Background: The accumulation of iron in the brain is a hallmark of hemorrhagic stroke and several neurodegenerative diseases. Iron overload has been reported to induce brain injury through necrotic and apoptotic mechanisms. This study was taken to examine whether iron in the brain contributes to autophagic cell death.
Methods: Sprague-Dawley rats received an intracerebral ventricular injection of either ferrous chloride or saline. The expression levels of autophagic markers were measured by Western blot analysis. Immunofluorescent double labeling was used to identify the cell types expressing Beclin 1. Transmission electron microscopy was performed to examine the ultrastructural changes in neural cells 1 day after ferrous iron injection.

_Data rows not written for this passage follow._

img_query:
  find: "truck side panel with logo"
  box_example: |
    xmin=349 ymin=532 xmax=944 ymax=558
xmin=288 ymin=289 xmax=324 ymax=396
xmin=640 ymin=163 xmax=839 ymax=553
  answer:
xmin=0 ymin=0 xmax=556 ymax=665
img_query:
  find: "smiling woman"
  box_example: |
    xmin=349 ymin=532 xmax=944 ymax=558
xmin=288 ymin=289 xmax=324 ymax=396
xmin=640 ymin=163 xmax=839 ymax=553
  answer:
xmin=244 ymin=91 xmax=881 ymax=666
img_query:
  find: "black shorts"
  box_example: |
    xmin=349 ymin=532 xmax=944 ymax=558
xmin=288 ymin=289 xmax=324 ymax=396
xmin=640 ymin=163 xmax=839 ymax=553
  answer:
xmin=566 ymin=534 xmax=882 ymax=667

Results: Western blot analysis showed that the ratios of LC3-II to LC3-I and ATG5 levels were significantly upregulated at 6 hours and 1 day after ferrous iron injection. Beclin 1 expression was markedly elevated as early as 6 hours, reaching a peak at 24 hours and remaining elevated at 3 days after the injection. Beclin 1 immunoreactivity was located in both neurons and astrocytes under confocal microscopy. Induction of autophagic cell death was manifested by accumulation of autophagic vacuoles in the contralateral parietal cortex under transmission electron microscopy.
Conclusions: Our data showed that increased ferrous iron levels in the brain induced autophagic cell death. These results also suggest that autophagy form of programmed cell death may be a mechanism of brain injury in iron overload disorders.